Демон даже слегка зарумянился.
– Ну, теперь давай, вешай на меня броню. А мы ее сейчас испытаем.
– Это как же? – насторожился дед.
– Ствол с собой, – пояснил Булат, – ты пошаманишь – а после я всажу в него пол-обоймы. Если что-нибудь не так – я и тебя порешу. Нам идти на дело, дед. А там будет серьезный шухер. Устроим контрольную проверочку.
– Слушай сюда, сынки, – голос деда окреп и стал почти властным. – Проверку устроите через три дня. А сейчас я сооружу ему этот, домик крепкий, какой на черепахе.
– Панцирь! – догадался Демон.
– Да, панцирь, – согласился дед, – но панцирь не простой, а…
– Золотой! – опередил Демон.
– Нет, не золотой. Биологический.
– А пошептать?
– Шепчут пусть дремучие старухи, – сказал дед и вышел в чуланчик.
Через некоторое время он вернулся и протянул Демону обычную мазь от ревматизма, в которую он добавлял жгучий кайенский перец. Мазь он переложил в половинку сушеной тыквочки и прикрыл ее рукавицей.
– Деньги давай, а то мазь не будет действовать. Натрешься сегодня, скажешь слово верное – и через три дня будешь готов…
– Какое слово?
– Сначала давай деньги…
Когда вопрос с деньгами был улажен (дед отказался принимать «зеленые», пришлось обменивать их на «деревянные»: возни на полдня), «колдун» завел одного Демона в горницу, плотно закрыл за собой дверь и сказал:
– Запомни слова. И никому их не говори, а то они силу свою потеряют. Понял?
– Понял, – глубоко кивнул Демон.
– Натрешься мазью сегодня, в полночь, и повторишь три раза: «Царь-огонь, царь-огонь, спали всю нечисть, а чистого не тронь!» Запомнил?

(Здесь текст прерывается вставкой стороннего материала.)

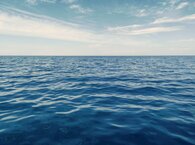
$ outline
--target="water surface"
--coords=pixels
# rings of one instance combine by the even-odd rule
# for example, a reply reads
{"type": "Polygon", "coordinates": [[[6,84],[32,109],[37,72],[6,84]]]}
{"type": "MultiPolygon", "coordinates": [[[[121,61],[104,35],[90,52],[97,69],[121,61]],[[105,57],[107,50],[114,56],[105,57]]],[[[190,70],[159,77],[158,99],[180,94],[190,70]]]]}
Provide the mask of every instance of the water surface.
{"type": "Polygon", "coordinates": [[[0,57],[0,145],[194,145],[195,57],[0,57]]]}

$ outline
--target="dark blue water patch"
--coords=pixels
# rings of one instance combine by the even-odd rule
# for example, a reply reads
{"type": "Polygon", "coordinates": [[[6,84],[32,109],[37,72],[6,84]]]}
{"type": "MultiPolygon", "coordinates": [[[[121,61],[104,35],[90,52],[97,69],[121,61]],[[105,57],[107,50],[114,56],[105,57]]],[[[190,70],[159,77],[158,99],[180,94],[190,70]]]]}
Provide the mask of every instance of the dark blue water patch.
{"type": "Polygon", "coordinates": [[[0,57],[0,145],[195,145],[195,57],[0,57]]]}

– Нет, – сказал Демон, – я запишу.
Он взял влажными негнущимися пальцами огрызок карандаша и листочек, которые подал ему дед. «Царь-огонь, царь-огонь…»
Старик внимательно посмотрел на Демона.
– Три раза-то зачем писать одно и то же? Надо повторить мольбу три раза.
И продолжил тоном, к которому прислушивались и бывалые люди:
– А сам ты каков будешь? Чистый ли?
– Само собой. Я еще никого не замочил. Чист.
– Гляди, парень. Царь-огонь фраера не жалует. С ним не забалуешь… Так, говоришь, гиены не боишься? А то подумай. Может, передумаешь…
Прошло три дня. Мазь щипала и жгла кожу первые сутки. На третий день Демон чувствовал себя, словно инопланетянин в какой-нибудь сверхпрочной оболочке. Он чувствовал себя немножко богом, немножко Джеймсом Бондом и немного большим боссом.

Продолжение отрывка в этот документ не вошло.